![]() |
Fonte: http://imguol.com/c/noticias/f3/2015/09/03/3set2015---ao-abracar-aylan-kurdi-um-anjo-diz-espero-que-a-humanidade-encontre-a-cura-para-os-vistos-de-entrada-1441316749554_956x500.jpg |
Era um garoto na praia. Não
estava brincando na água, não berrava exigindo um picolé, um milho verde, um
refrigerante, muito menos, atenção para uma brincadeira mais arrojada, um
movimento diferenciado, um mergulho arriscado. Era muito jovem para boa parte
dos atos citados. Na verdade, era muito jovem para a grande maioria das coisas.
Talvez,
não tenha compreendido, por que teria que sair de sua casa, abandonar seus
brinquedos e seus amiguinhos. Não tenha entendido que os sons frequentes que
ouvia, não eram fogos de artifício, era jovem demais para compreender as
maldades dos homens. Talvez, tenha recebido com alegria a possibilidade de
poder desbravar um mar imenso que se desenhava a sua frente, poderia ser como
os heróis dos desenhos animados, que manejavam com habilidade aqueles imensos
construtos humanos que desafiavam os nervosos e constantes movimentos
marítimos. Talvez tenha se alegrado ao ver tanta gente tendo a possibilidade de
ingressar naquela aventura, como conquistadores, um alento para o fato de
precisar abandonar sua casa, seu quarto, sua cama, seu travesseiro.

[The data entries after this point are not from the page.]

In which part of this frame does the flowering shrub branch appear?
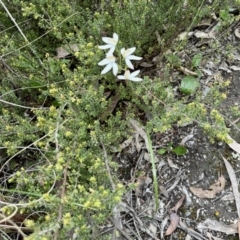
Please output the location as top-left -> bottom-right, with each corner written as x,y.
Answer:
98,33 -> 143,82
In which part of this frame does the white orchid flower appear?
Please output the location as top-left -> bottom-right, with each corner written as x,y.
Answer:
121,47 -> 142,69
98,54 -> 118,76
98,33 -> 118,55
118,70 -> 142,82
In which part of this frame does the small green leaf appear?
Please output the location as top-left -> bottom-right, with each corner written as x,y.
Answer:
192,53 -> 202,67
158,148 -> 167,155
166,53 -> 181,67
180,76 -> 199,94
172,146 -> 187,156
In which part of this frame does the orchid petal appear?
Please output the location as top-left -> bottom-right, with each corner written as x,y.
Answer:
113,33 -> 119,42
98,58 -> 109,66
127,55 -> 142,60
129,77 -> 143,82
98,44 -> 112,49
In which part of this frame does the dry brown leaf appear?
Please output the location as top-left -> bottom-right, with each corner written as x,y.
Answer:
165,213 -> 180,236
135,176 -> 152,197
167,158 -> 179,169
197,218 -> 238,235
227,135 -> 240,154
171,195 -> 185,212
222,156 -> 240,218
194,31 -> 215,39
190,175 -> 225,198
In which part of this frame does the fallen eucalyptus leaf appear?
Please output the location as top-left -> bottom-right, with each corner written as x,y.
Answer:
180,76 -> 199,94
172,146 -> 187,156
190,175 -> 225,198
222,156 -> 240,218
165,213 -> 180,236
194,31 -> 215,39
197,218 -> 238,235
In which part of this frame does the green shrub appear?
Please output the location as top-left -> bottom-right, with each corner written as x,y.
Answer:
0,0 -> 234,240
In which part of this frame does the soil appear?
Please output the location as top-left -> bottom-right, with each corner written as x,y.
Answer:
104,21 -> 240,240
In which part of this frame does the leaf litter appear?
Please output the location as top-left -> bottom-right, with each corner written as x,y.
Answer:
101,10 -> 240,240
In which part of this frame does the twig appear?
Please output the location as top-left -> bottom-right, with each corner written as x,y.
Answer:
100,139 -> 116,191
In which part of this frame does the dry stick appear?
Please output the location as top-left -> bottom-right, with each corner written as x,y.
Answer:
0,0 -> 43,66
221,155 -> 240,240
0,98 -> 48,109
100,139 -> 116,191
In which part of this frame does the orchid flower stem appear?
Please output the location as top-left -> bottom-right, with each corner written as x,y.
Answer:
147,131 -> 159,213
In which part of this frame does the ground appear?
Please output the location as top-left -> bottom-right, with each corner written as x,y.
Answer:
102,19 -> 240,239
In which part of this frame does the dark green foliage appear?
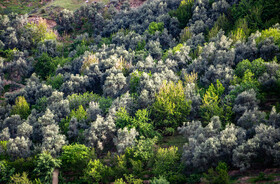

Sim, o
garoto não nascera na praia, nascera, possivelmente, em um hospital, recebera
um nome, fora abraçado com entusiasmo pela mãe quando o médico o deixou nos
braços cansados da moça após o parto. Mesmo que inconsciente, fora assistido
pelo pai através de um vidro, sendo venerado e saudado como um presente, um
milagre da vida. Fora posto para dormir, inúmeras noites, embalado por canções
de ninar e promessas de um futuro lindo e promissor que não chegou: “dorme, meu
pequeno craque”, “ dorme, meu filho, você será um lindo e forte rapaz”, “dorme,
meu coração, meu futuro doutor”.
Talvez,
quando o barco deu sinais de que naufragaria, possa ter ficado tranquilo, pois
era pequeno demais para saber que o pai não possuía superpoderes, que não
poderia fazer as águas do mediterrâneo abrirem para transportar o menino em
segurança à costa. Muito menos conseguia entender, enquanto a água começava a
lhe importunar, por que a família precisava fazer tudo isso para visitar um
lugar, que mal eles poderiam causar a alguém para que não pudessem ser
recebidos de bom grado em qualquer lugar do mundo? Ele seria um bom menino, não
pediria nada, ficaria quietinho brincando, não seria um estorvo aos habitantes de
qualquer região desse planeta. Era jovem demais para saber que uma vida é
barata, descartável, e apenas um grão de areia diante de preceitos políticos,
religiosos, culturais e econômicos. Era jovem demais.
Talvez,
e gosto desse talvez, uma espécie de anjo tenha se apiedado de tudo isso. Tenha
movido suas asas imensas, descido lentamente em direção daquelas pessoas em
pânico, pego, delicadamente, a diminuta mão daquela criança e levado ela para
um mundo sem pátria, sem cor, sem política, sem guerra e sem rancor, onde todos
são respeitados, sem importar suas escolhas. Talvez, tenha ficado com receio
que aquela criança conhecesse o que há de pior na humanidade, e, assim, deixou
intacto seu coração.
Talvez,
aquela criança esteja sã e salva em algum lugar. Talvez, naquela praia na
Turquia, tenha ficado, dolorosamente escancarada, apenas a nossa humanidade.